Here's how quickly things have changed. Public use of the internet began to take off in 1994, and has only been growing since. Amazon was first incorporated in 1995, but didn't turn a profit until the end of 2001. Similarly, the term blogosphere was first coined in 1999, but didn't fall into common parlance until 2002, while the very first ebook reader appeared in 1998 -- a whole nine years before the first generation Kindle appeared in 2007. Facebook showed up in 2004; Twitter and Goodreads came two years later, both in 2006, and if you wanted to backdate the current boom in YA novels, you can choose from either of two equally relevant years: 1998, when Harry Potter and the Philosopher's Stone, published the previous year, began to build up a serious critical head of steam; or 2005, when the runaway success of Twilight proved definitively that the YA market was big business. Which means that, if you date from the earliest point at which all these factors could possibly have been in play -- the blogosphere, social media, the booming YA market, ebooks -- the current situation is, at absolute maximum, five years old, and most likely much younger; as fast as things move on the internet, neither online communities nor reviewer reputations can be built overnight.

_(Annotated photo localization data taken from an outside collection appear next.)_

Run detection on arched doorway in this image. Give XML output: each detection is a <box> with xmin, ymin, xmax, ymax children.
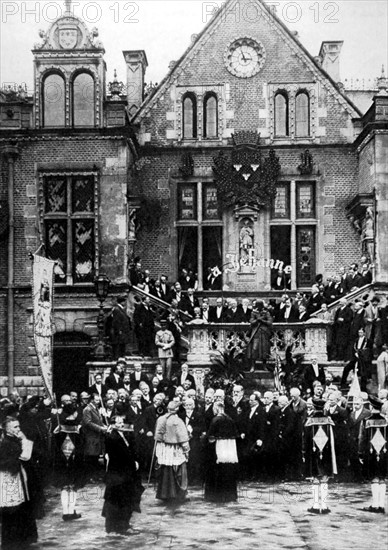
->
<box><xmin>53</xmin><ymin>332</ymin><xmax>91</xmax><ymax>398</ymax></box>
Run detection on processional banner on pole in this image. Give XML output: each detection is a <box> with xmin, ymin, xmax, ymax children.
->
<box><xmin>32</xmin><ymin>253</ymin><xmax>55</xmax><ymax>400</ymax></box>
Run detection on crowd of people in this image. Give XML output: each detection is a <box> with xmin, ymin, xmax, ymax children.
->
<box><xmin>1</xmin><ymin>356</ymin><xmax>388</xmax><ymax>546</ymax></box>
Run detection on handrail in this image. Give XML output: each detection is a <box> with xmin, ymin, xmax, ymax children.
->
<box><xmin>311</xmin><ymin>282</ymin><xmax>386</xmax><ymax>319</ymax></box>
<box><xmin>130</xmin><ymin>285</ymin><xmax>193</xmax><ymax>322</ymax></box>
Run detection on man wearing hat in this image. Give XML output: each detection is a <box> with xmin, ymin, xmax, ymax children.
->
<box><xmin>155</xmin><ymin>320</ymin><xmax>175</xmax><ymax>380</ymax></box>
<box><xmin>106</xmin><ymin>295</ymin><xmax>132</xmax><ymax>360</ymax></box>
<box><xmin>359</xmin><ymin>394</ymin><xmax>388</xmax><ymax>513</ymax></box>
<box><xmin>154</xmin><ymin>400</ymin><xmax>190</xmax><ymax>502</ymax></box>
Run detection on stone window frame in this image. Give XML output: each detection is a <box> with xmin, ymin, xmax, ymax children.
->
<box><xmin>176</xmin><ymin>85</ymin><xmax>224</xmax><ymax>143</ymax></box>
<box><xmin>37</xmin><ymin>169</ymin><xmax>100</xmax><ymax>285</ymax></box>
<box><xmin>268</xmin><ymin>82</ymin><xmax>317</xmax><ymax>142</ymax></box>
<box><xmin>36</xmin><ymin>65</ymin><xmax>100</xmax><ymax>129</ymax></box>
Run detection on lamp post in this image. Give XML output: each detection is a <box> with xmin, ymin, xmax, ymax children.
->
<box><xmin>93</xmin><ymin>274</ymin><xmax>111</xmax><ymax>360</ymax></box>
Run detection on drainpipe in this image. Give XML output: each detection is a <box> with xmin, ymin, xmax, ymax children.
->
<box><xmin>2</xmin><ymin>145</ymin><xmax>19</xmax><ymax>392</ymax></box>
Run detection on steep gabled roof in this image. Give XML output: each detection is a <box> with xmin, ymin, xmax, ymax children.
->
<box><xmin>132</xmin><ymin>0</ymin><xmax>361</xmax><ymax>124</ymax></box>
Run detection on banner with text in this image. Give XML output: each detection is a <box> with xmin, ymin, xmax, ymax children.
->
<box><xmin>32</xmin><ymin>254</ymin><xmax>55</xmax><ymax>400</ymax></box>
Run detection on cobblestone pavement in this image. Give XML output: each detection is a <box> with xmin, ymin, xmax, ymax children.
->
<box><xmin>18</xmin><ymin>480</ymin><xmax>388</xmax><ymax>550</ymax></box>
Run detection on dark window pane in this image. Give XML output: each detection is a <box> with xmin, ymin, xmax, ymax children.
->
<box><xmin>204</xmin><ymin>95</ymin><xmax>217</xmax><ymax>138</ymax></box>
<box><xmin>183</xmin><ymin>94</ymin><xmax>197</xmax><ymax>138</ymax></box>
<box><xmin>203</xmin><ymin>226</ymin><xmax>222</xmax><ymax>287</ymax></box>
<box><xmin>178</xmin><ymin>184</ymin><xmax>197</xmax><ymax>220</ymax></box>
<box><xmin>295</xmin><ymin>92</ymin><xmax>309</xmax><ymax>137</ymax></box>
<box><xmin>44</xmin><ymin>176</ymin><xmax>67</xmax><ymax>213</ymax></box>
<box><xmin>72</xmin><ymin>176</ymin><xmax>94</xmax><ymax>212</ymax></box>
<box><xmin>297</xmin><ymin>182</ymin><xmax>315</xmax><ymax>218</ymax></box>
<box><xmin>275</xmin><ymin>93</ymin><xmax>288</xmax><ymax>137</ymax></box>
<box><xmin>270</xmin><ymin>226</ymin><xmax>291</xmax><ymax>290</ymax></box>
<box><xmin>73</xmin><ymin>73</ymin><xmax>95</xmax><ymax>127</ymax></box>
<box><xmin>178</xmin><ymin>226</ymin><xmax>198</xmax><ymax>275</ymax></box>
<box><xmin>272</xmin><ymin>183</ymin><xmax>290</xmax><ymax>219</ymax></box>
<box><xmin>296</xmin><ymin>226</ymin><xmax>316</xmax><ymax>287</ymax></box>
<box><xmin>203</xmin><ymin>184</ymin><xmax>220</xmax><ymax>219</ymax></box>
<box><xmin>45</xmin><ymin>220</ymin><xmax>67</xmax><ymax>282</ymax></box>
<box><xmin>43</xmin><ymin>74</ymin><xmax>65</xmax><ymax>127</ymax></box>
<box><xmin>73</xmin><ymin>219</ymin><xmax>94</xmax><ymax>282</ymax></box>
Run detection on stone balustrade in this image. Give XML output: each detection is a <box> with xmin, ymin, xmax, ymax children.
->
<box><xmin>187</xmin><ymin>319</ymin><xmax>329</xmax><ymax>364</ymax></box>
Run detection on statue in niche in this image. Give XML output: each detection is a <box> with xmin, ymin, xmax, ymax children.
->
<box><xmin>362</xmin><ymin>206</ymin><xmax>375</xmax><ymax>261</ymax></box>
<box><xmin>239</xmin><ymin>219</ymin><xmax>254</xmax><ymax>261</ymax></box>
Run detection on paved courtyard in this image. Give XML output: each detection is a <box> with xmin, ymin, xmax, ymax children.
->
<box><xmin>20</xmin><ymin>480</ymin><xmax>388</xmax><ymax>550</ymax></box>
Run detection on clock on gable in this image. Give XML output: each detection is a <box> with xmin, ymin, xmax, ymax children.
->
<box><xmin>224</xmin><ymin>37</ymin><xmax>266</xmax><ymax>78</ymax></box>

Which is, when you think about it, a staggering amount of change to have happened in so small a time. Looked at in that light, it's small wonder that so many author/reviewer spotfires have been flaring up lately: the book blogger community, for all its strengths and solidarity, is still essentially a frontier town, caught between laying foundations on the one hand and trying to deal with the regular, frequently conflicting influx of lawbreakers, businessmen, mavericks, migrants and pioneers on the other. That doesn't mean we should forget ourselves and wade headfirst into every fray that comes along, but nor does it make abstention from comment a plausible course of action. Rather, it means that it'll be a while yet before things start to settle down -- assuming they ever do. After all, the public internet itself is still less than twenty years old, young enough that we don't yet have a proper idea of what a long-lived digital environment might look like. We're colonists on an alien world, uncertain if the deep tectonics beneath our feet can be trusted to remain stable, or whether some sudden eruption might see everything we've worked for washed away in a flood. Who knows what things will look like in fifteen, ten, or even two years' time?

But whatever happens, one thing's for sure: it's better to build our communities with thought for the future than to salt the earth now and complain when nothing grows. The internet is vast and wild, but in such habitable zones as we create, we still need to learn how to live with each other.